KOMPAS.com - Ledakan bom bunuh diri terjadi di Markas Polrestabes Medan, Sumatera Utara, Rabu (13/11/2019) pagi. Pelaku diduga satu orang dan mengenakan jaket ojek online.
Jurnalis Kompas TV, Bahri Nasri menyebutkan, bom yang digunakan pelaku diduga berjenis bom paku.
Hal ini merujuk pada banyaknya paku yang berceceran di lokasi kejadian.
"Ada paku berserakan di lokasi kejadian," kata Bahri dalam tayangan Kompas TV, Rabu (13/11/2019).
Aksi ledakan bom bunuh diri ini membuat beberapa polisi terluka. Sementara pelaku tewas di lokasi kejadian.
Baca juga: 4 Kartini Intelek Mendunia, Salah Satunya Ungkap Pelaku Bom Bunuh Diri
Kejadian bom bunuh diri tak hanya terjadi kali ini saja di Indonesia. Selain Indonesia, negara-negara lain pun banyak berhadapan dengan kasus bom bunuh diri.
Dilansir Encyclopedia Britannica, bom bunuh diri merupakan suatu tindakan di mana seseorang secara pribadi membawa bahan peledak dan meledakannya untuk menimbulkan kerusakan.
Ketika meledakkan bom, pelaku ikut mati dan hal ini masuk dalam kategori bunuh diri.

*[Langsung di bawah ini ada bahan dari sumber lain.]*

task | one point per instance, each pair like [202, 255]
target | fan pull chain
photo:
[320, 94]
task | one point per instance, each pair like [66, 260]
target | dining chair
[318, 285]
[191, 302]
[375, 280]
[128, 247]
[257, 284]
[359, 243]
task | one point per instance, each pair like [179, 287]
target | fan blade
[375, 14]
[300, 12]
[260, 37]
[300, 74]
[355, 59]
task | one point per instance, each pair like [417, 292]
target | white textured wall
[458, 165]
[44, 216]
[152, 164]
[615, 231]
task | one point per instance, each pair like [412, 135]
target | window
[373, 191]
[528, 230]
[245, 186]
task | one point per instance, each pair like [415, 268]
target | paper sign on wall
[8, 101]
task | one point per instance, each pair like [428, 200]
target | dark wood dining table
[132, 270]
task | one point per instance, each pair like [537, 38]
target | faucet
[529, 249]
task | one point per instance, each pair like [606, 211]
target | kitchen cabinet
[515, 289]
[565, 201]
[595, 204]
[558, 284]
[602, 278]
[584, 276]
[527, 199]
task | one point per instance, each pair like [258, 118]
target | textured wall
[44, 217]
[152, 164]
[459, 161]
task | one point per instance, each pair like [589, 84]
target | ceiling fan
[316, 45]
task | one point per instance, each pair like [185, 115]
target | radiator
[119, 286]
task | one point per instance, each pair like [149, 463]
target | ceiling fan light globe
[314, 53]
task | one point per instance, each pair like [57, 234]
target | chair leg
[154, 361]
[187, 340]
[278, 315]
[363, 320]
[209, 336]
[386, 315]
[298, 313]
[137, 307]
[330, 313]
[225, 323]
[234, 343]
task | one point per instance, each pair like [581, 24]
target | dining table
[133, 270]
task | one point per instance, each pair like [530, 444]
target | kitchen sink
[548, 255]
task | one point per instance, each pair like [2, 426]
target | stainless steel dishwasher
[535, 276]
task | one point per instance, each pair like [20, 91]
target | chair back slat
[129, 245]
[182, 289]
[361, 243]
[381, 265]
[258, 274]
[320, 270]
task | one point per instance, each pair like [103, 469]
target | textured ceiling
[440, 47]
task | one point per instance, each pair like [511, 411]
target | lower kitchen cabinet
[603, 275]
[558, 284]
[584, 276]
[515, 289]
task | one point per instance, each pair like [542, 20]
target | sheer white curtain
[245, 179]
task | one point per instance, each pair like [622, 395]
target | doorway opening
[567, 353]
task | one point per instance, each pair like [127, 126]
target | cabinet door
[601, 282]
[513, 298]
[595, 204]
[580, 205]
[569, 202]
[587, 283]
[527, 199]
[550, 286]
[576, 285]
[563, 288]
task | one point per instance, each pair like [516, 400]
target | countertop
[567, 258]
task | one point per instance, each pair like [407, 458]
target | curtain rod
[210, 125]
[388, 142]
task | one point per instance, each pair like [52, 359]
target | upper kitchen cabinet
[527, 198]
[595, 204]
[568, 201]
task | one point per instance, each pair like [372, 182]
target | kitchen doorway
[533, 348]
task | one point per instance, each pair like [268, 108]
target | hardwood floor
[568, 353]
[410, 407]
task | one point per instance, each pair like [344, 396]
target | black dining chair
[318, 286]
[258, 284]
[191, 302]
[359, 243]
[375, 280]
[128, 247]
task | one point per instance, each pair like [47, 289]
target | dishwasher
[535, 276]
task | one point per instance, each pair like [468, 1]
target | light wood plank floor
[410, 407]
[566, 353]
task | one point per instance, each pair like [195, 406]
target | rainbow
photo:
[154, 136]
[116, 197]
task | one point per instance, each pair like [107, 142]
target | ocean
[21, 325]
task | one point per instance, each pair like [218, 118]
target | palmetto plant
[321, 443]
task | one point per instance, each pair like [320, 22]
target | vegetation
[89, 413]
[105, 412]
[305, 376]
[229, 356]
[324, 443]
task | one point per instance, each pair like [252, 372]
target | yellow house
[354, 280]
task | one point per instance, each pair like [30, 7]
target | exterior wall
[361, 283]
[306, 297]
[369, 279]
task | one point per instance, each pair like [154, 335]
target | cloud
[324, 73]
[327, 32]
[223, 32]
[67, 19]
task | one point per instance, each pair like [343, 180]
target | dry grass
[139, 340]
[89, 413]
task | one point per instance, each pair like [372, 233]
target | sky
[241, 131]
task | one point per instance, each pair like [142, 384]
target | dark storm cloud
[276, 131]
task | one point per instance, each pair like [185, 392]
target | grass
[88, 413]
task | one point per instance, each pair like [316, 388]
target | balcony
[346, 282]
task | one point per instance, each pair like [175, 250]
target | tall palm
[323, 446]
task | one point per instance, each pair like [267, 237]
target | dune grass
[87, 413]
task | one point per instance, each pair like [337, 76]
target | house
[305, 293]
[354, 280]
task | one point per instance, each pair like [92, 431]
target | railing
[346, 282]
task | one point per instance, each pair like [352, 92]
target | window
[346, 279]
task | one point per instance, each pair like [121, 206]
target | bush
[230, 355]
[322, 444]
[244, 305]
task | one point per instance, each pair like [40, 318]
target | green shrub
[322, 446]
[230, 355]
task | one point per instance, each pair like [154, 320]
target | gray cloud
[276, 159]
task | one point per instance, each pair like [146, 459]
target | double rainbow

Sasaran bom bunuh diri biasanya tidak pandang bulu. Aksi ini jelas berniat membunuh atau melukai siapapun yang bisa dijangkau dengan sekali ledakan.
Umumnya, korban bom bunuh diri adalah warga sipil. Meski yang jadi target utama biasanya tokoh politik atau personel militer.
Kerusakan yang ditimbulkan oleh bom bunuh diri adalh fisik dan psikologis. Untuk menimbulkan kerusakan besar, pelaku bom bunuh diri sangat bergantung pada unsur ledakannya.
Sementara itu, media Scientific American pada (27/7/2015) menyebutkan, ada dua perspektif bertolak belakang terkait pelaku teroris bom bunuh diri.
1. Pelaku bom bunuh diri waras
Pandangan pertama, teroris bom bunuh diri disebut bukan orang sakit jiwa atau memang ingin bunuh diri.
Alih-alih sakit jiwa, pelaku bom bunuh diri dinilai stabil secara psikologis. Mereka "mengorbankan" diri untuk alasan altruistik atau perhatian terhadap kesejahteraan orang lain tanpa memperhatikan diri sendiri.